THC gegen Übelkeit bei Krebs-Chemotherapie
Die Studie wurde am 16. Mai bei der jährlichen Konferenz der amerikanischen Gesellschaft für klinische Onkologie in Orlando, USA, vorgestellt. Es wurde Marinol, ein synthetisches THC von Solvay Pharmaceuticals, verabreicht. Die Studie wurde von Forschern am Bethesda-Memorial-Krankenhaus in Boynton Beach, Florida, am Compassionate Cancer Care in Fountain Valley, Kalifornien, und am Universitätskrankenhaus in Durham, Nord-Carolina, durchgeführt.

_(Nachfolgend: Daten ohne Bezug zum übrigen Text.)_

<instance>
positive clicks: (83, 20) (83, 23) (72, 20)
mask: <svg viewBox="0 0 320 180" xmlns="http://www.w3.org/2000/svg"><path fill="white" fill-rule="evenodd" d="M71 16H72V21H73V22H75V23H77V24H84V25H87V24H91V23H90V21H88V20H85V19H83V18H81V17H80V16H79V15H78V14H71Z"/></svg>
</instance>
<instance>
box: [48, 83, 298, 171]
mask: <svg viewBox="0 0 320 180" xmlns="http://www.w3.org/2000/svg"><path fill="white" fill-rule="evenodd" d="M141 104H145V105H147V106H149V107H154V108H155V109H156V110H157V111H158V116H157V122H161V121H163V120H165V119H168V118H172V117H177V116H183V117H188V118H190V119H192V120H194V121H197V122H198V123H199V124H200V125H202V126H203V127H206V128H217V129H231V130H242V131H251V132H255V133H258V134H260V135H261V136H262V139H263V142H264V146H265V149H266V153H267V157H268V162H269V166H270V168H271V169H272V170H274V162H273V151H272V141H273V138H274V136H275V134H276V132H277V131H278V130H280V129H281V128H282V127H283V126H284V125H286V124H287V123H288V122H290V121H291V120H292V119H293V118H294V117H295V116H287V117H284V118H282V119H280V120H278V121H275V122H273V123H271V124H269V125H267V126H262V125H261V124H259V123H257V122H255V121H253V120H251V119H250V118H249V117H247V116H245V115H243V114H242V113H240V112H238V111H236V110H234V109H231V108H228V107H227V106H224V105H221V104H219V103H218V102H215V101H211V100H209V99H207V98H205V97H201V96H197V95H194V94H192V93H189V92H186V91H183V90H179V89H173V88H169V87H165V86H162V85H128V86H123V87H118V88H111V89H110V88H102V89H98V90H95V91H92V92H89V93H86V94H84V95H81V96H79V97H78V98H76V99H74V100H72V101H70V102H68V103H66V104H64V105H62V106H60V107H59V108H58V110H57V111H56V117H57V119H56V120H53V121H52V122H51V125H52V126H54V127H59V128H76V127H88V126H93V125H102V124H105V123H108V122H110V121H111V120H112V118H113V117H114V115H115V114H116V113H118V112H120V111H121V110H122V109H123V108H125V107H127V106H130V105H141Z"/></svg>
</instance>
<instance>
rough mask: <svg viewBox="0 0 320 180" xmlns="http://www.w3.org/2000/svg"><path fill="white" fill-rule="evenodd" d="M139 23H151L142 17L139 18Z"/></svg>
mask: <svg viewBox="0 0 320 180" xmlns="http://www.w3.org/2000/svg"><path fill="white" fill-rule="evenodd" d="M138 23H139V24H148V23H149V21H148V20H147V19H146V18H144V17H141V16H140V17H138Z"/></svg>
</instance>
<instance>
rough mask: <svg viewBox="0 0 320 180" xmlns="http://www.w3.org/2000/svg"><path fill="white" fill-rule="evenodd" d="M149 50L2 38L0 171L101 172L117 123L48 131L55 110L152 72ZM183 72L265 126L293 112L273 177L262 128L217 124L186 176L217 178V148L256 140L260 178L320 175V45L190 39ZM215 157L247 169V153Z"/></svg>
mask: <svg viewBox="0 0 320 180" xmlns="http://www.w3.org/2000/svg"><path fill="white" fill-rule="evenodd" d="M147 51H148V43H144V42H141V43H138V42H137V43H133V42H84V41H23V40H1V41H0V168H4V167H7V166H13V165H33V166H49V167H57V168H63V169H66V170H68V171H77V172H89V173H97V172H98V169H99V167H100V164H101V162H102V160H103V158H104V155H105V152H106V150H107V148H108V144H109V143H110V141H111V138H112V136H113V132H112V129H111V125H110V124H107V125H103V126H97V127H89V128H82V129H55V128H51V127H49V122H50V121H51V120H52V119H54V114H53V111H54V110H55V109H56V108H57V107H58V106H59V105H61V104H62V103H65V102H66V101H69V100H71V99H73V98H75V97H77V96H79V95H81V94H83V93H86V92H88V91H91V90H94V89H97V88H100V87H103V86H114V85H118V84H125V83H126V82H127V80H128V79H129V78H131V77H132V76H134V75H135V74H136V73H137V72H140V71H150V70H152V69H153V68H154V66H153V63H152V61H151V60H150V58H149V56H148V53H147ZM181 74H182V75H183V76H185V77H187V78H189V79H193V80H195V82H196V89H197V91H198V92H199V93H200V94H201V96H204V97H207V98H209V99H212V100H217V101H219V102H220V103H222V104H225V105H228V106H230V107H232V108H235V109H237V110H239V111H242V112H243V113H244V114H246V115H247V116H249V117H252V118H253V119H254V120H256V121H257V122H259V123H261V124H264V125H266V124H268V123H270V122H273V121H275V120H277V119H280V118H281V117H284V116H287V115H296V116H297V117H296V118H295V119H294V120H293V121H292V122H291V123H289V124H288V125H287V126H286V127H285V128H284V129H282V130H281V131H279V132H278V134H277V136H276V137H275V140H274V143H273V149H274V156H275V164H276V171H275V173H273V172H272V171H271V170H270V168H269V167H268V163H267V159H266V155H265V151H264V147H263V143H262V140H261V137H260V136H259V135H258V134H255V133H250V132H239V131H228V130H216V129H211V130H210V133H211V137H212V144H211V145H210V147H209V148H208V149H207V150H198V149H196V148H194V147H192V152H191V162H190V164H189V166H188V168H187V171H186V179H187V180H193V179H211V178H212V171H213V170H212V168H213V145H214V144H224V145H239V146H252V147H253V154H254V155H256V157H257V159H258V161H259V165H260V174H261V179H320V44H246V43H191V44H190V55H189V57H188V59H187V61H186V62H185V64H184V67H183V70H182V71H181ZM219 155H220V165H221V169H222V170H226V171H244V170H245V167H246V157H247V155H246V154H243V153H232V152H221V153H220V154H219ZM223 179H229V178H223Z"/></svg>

Die zusätzliche Gabe einer kleinen THC-Dosis (2,5 mg) zur Standardmedikation hilft bei der Linderung von Übelkeit und Erbrechen am ersten Tag der Chemotherapie. Es ist anzunehmen, dass an den Tagen 2 bis 5 nach der Chemotherapie die kontinuierliche Behandlung mit THC allein oder in Kombination mit Ondansetron (ein häufig verwendetes Mittel gegen Übelkeit und Erbrechen) wirksamer als Plazebo bei der Reduzierung verzögerter Übelkeit und verzögerten Erbrechens ist. Es war vergleichbar mit Ondansetron allein. Symptome, die nach dem ersten Tag nach der Chemotherapie auftreten, werden als akute Übelkeit und Erbrechen bezeichnet. Verzögerte Übelkeit tritt mehr als 24 Stunden nach der Chemotherapie auf und ist manchmal eine Folge der unzureichenden Behandlung der akuten Übelkeit.
64 Teilnehmer, die eine mäßig oder stark Brechreiz auslösende Chemotherapie erhielten, waren in eine Plazebo-kontrollierte, doppelblinde, fünf Tage dauernde Parallelgruppenstudie aufgenommen worden. Die Teilnehmer wurden zur Beurteilung an den Tagen 2 bis 5 in vier Therapiegruppen aufgeteilt: (1) THC, (2) Ondansetron, (3) eine Kombination von THC und Ondansetron und (4) Plazebo. Alle Gruppen erhielten vor Beginn der Chemotherapie eine Standardmedikation aus Dexamethason (ein Cortisonpräparat) und Ondansetron.
Am ersten Tag wurde bei 79% der Teilnehmer ein vollständiges Ansprechen auf die Brechreiz hemmende Therapie registriert bei der Gruppe, die 2,5 mg THC und die Standardmedikation erhalten hatte, verglichen mit 40 Prozent bei Teilnehmern, die nur die Standard Therapie erhalten hatten. An den Tagen 2 bis 5 war die Wirksamkeit von THC vergleichbar mit der von Ondansetron. Beide waren bei der Bekämpfung von Übelkeit und Erbrechen signifikant wirksamer als das Plazebo.
"Trotz der Einführung neuer Chemotherapien und Brechreiz hemmender Medikamente seit der Zulassung von Marinol im Jahr 1985 besteht weiterhin ein anhaltender Bedarf bei Patienten, die an Übelkeit und Erbrechen leiden," erklärte Dr. Harald H. Shlevin, Präsident von Solvay Pharmaceuticals.